IN RE: ERICKSON'S ESTATE. JANSSON et al. v. MONTEN.
This was a contest after probate of the will of decedent. On appeal from a judgment setting aside and revoking the probate of the will, the judgment was reversed by this court, which in its decision made no order concerning costs. Following the general rule concerning costs on appeal (rule 23 of the rules of this court), the clerk inserted in the remittitur a direction that appellant recover costs on appeal. Respondents now move for an order recalling the remittitur, and for issuance of a corrected remittitur omitting the words “appellant to recover costs on appeal.”
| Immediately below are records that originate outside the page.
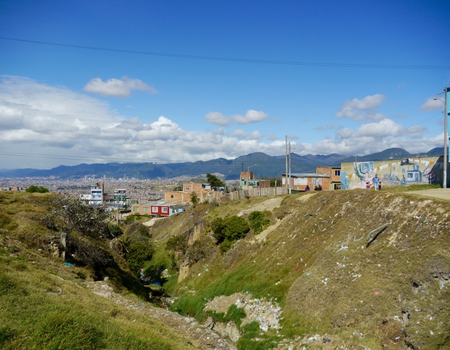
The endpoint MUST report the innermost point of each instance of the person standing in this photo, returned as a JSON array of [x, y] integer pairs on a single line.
[[376, 181]]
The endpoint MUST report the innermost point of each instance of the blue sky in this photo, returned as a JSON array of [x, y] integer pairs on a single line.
[[171, 81]]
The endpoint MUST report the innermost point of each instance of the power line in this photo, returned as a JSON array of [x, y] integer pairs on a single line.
[[235, 59]]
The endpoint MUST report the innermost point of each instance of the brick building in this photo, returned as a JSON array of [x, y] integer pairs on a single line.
[[328, 178]]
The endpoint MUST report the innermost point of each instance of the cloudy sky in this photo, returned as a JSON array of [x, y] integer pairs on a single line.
[[174, 81]]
It has been held that by reason of the fact that the subject of costs in probate proceedings is specially provided for, the general rules concerning costs as set forth in section 1021 et seq., of the Code of Civil Procedure, do not apply to probate proceedings. In re Estate of Olmstead, 120 Cal. 447, 452, 52 P. 804. For like reasons, the general rule 23 should not apply in this case. The decision in Re Estate of Johnson, 200 Cal. 307, 252 P. 1052, 1053, deals with the same subject, except that there the contest was before probate, whereas the present contest was after probate. The court in dealing with the motion to recall the remittitur held that, as the court in its decision had not exercised its discretion in awarding costs, the provision awarding costs on said appeal was improperly incorporated in the remittitur.
The Probate Code, § 1232, in the article on rules of procedure says: “When not otherwise prescribed by this code, either the superior court or the court on appeal, may, in its discretion, order costs to be paid by any party to the proceedings, or out of the assets of the estate, as justice may require.” And section 383, in the article on contests after probate, says: “If the probate is not revoked, the costs of trial must be paid by the contestant. If the probate is revoked, the costs must be paid by the party who resisted the revocation or out of the property of the decedent, as the court directs.” We are of the opinion that the remittitur issued in this case should not have contained the direction as to costs. In its decision in Re Estate of Johnson, supra, the Supreme Court said: “As this court has lost jurisdiction of the former appeal, we may not now exercise any discretionary power in awarding costs therein. An appropriate order may, however, be made by the trial court with reference to the costs on the former appeal in the exercise of its discretion under said section 1720.” The reference was to section 1720 of the Code of Civil Procedure, which was in substance the same as the present section 1232 of the Probate Code.
The motion is therefore granted, and it is ordered that the remittitur issued herein by the clerk of this court on October 30, 1934, be recalled, and that a corrected remittitur be issued in its place nunc pro tunc, omitting the words “appellant to recover costs on appeal.”
CONREY, Presiding Justice.
I concur: YORK, J. HOUSER, J., deeming himself disqualified, takes no part in this decision.